Dr Kevin Shah: I guess the question I have for Circulation is there any role or have fellows ever gotten involved in the review process for articles?
Dr Amit Khera: Listen that's really important because you learn a lot from doing that and obviously in institutions similar to ours where if you asked to review a paper you have a fellow contribute. I think you might be asking something sort of more formal and systematic with Circulation. I will say that one of our Circulation journals I believe it's Circ Heart Failure or Quality and Outcomes I'll check. It has a formal program where fellows essentially can be assistant editors if you will.
We have our cardiology fellows here at UT Southwestern involved in that process. And I think part of that process is just an IT issue of how to maintain confidentiality of our papers for our authors but yet still let fellows contribute meaningfully. And also timing because you know papers have cycles where you decide if he should go out for review but it'll come back and you never know when that happens you have to make the next level decision.
Then it goes potentially to a meeting and so being able to make sure that fellows can participate at every level, cause that's where the value comes in. We are certainly interested in learning from what our other Circulation of family journals is doing in that space and definitely an area that we've thought about some fellows contribute but need to do more.
Dr Carolyn Lam: And Tom how about you?
Dr Tom Ford: Just picking up on your point on what the sister journals are doing you know I see the Outcomes Journal is looking at more visual abstracts and video abstracts. You know I think it's really important that we increase the efficiency of learning. What's your take on that?
Dr Carolyn Lam: That is the greatest suggestion. I like first of all your phrase of increasing the efficiency of learning. Amit, I'm going to turf it to you again.
Dr Amit Khera: I'll tell you what's amazing you know when I started this role a bit ago.
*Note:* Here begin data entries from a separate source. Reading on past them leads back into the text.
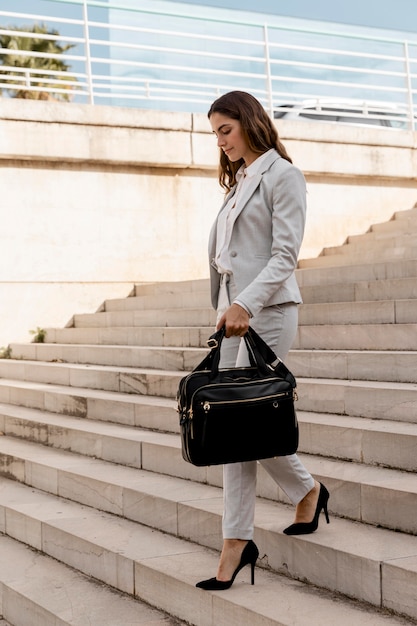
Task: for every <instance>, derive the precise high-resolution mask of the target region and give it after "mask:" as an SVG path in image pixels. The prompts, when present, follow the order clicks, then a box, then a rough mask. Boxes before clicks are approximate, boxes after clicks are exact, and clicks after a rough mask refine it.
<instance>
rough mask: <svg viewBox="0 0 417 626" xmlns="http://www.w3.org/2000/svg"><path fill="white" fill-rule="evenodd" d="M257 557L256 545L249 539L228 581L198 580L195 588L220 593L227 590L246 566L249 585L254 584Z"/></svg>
mask: <svg viewBox="0 0 417 626" xmlns="http://www.w3.org/2000/svg"><path fill="white" fill-rule="evenodd" d="M258 556H259V550H258V548H257V547H256V544H255V543H254V542H253V541H252V539H250V540H249V541H248V543H247V544H246V546H245V547H244V548H243V552H242V556H241V557H240V562H239V565H238V566H237V568H236V569H235V571H234V572H233V576H232V578H231V579H230V580H217V578H208V579H207V580H200V582H199V583H197V584H196V587H199V588H200V589H206V590H207V591H222V590H223V589H229V588H230V587H231V586H232V585H233V583H234V580H235V578H236V576H237V575H238V573H239V572H240V570H241V569H243V568H244V567H245V566H246V565H250V566H251V585H254V584H255V563H256V560H257V558H258Z"/></svg>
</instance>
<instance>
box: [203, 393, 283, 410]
mask: <svg viewBox="0 0 417 626" xmlns="http://www.w3.org/2000/svg"><path fill="white" fill-rule="evenodd" d="M285 396H288V393H287V392H285V391H284V392H282V393H274V394H273V395H271V396H261V397H257V398H243V399H242V400H219V401H216V400H215V401H211V402H209V401H208V400H205V401H204V402H203V410H204V411H205V412H206V413H208V412H209V411H210V409H211V407H212V406H217V405H218V404H223V405H224V404H239V403H242V402H246V403H247V402H259V401H262V402H264V401H265V400H272V399H273V398H283V397H285ZM277 406H278V403H277ZM275 408H276V407H275Z"/></svg>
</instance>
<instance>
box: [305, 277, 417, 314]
mask: <svg viewBox="0 0 417 626" xmlns="http://www.w3.org/2000/svg"><path fill="white" fill-rule="evenodd" d="M301 295H302V298H303V302H304V304H313V303H318V302H323V303H326V302H361V301H371V300H391V299H392V300H407V299H412V298H417V279H416V277H414V276H413V277H412V278H391V279H387V280H372V281H367V280H362V281H360V282H359V281H358V282H354V283H337V284H328V285H324V284H323V285H319V286H317V285H312V286H306V287H302V289H301ZM302 308H303V305H301V307H300V310H301V309H302Z"/></svg>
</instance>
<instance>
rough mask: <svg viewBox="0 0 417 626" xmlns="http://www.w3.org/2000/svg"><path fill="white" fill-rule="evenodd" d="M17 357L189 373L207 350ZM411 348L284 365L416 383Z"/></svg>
mask: <svg viewBox="0 0 417 626" xmlns="http://www.w3.org/2000/svg"><path fill="white" fill-rule="evenodd" d="M10 347H11V350H12V356H13V358H14V359H23V360H29V361H45V362H51V363H53V362H61V363H79V364H85V365H87V364H90V365H91V364H96V365H109V366H113V367H124V366H128V367H134V368H144V367H148V368H151V369H152V368H153V369H167V370H177V371H190V370H192V369H193V368H194V367H196V366H197V365H198V364H199V363H200V362H201V361H202V359H203V358H204V356H205V355H206V354H207V351H208V349H207V348H182V349H175V348H151V347H140V346H125V347H121V346H95V345H86V346H83V345H79V346H72V345H68V344H45V343H29V344H10ZM416 358H417V354H416V352H412V351H408V352H405V351H401V352H399V351H397V352H396V351H394V350H386V351H381V350H380V351H371V350H369V351H367V352H365V351H361V350H292V351H291V352H290V353H289V355H288V357H287V360H286V364H287V365H288V367H289V368H290V369H291V370H292V372H293V373H294V375H295V376H296V377H298V376H301V377H303V378H336V379H340V378H346V379H355V380H380V381H392V382H404V383H406V382H408V383H415V382H417V369H416V367H415V364H416Z"/></svg>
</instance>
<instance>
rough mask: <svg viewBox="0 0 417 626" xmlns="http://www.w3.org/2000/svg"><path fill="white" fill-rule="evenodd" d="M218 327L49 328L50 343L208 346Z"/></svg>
mask: <svg viewBox="0 0 417 626" xmlns="http://www.w3.org/2000/svg"><path fill="white" fill-rule="evenodd" d="M213 331H214V326H213V325H210V326H205V327H199V328H190V327H186V326H183V327H181V328H174V327H171V328H168V327H164V326H162V327H146V328H140V327H128V326H125V327H120V328H104V327H103V328H48V329H46V341H47V343H67V344H74V345H79V344H93V345H110V346H113V345H120V346H148V347H171V348H204V347H206V346H207V339H208V338H209V337H210V335H212V334H213Z"/></svg>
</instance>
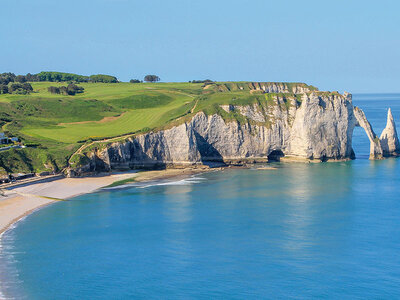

Both of you are obviously contributing to research and everyone on this call is and I think we forget that in the social media space we don't have a lot of data. Some things sound good or feel good. At Circulation my predecessor Carolyn Fox did a randomized trial called intention to tweet if you haven't read it. And there's a follow-up to that that was published. And essentially by randomizing articles to social media or not there was no increase in the views if you will of the article.
There's always limitations to every study but the point is, as you think about novel offerings, something we struggle or something we’ve seen as an opportunity, what works we tried a few things we tried certain videos and we look at what's the uptake and interestingly some things we thought that would be widely of interest really weren’t. Then other avenues we’ve tried have been.
I love what you said, and as Carolyn also felt, the idea of efficiency of learning. I think we need to do frankly in the social media and journal spaces is to continue not just to innovate but to study and figure out what works and what doesn't to help different learners.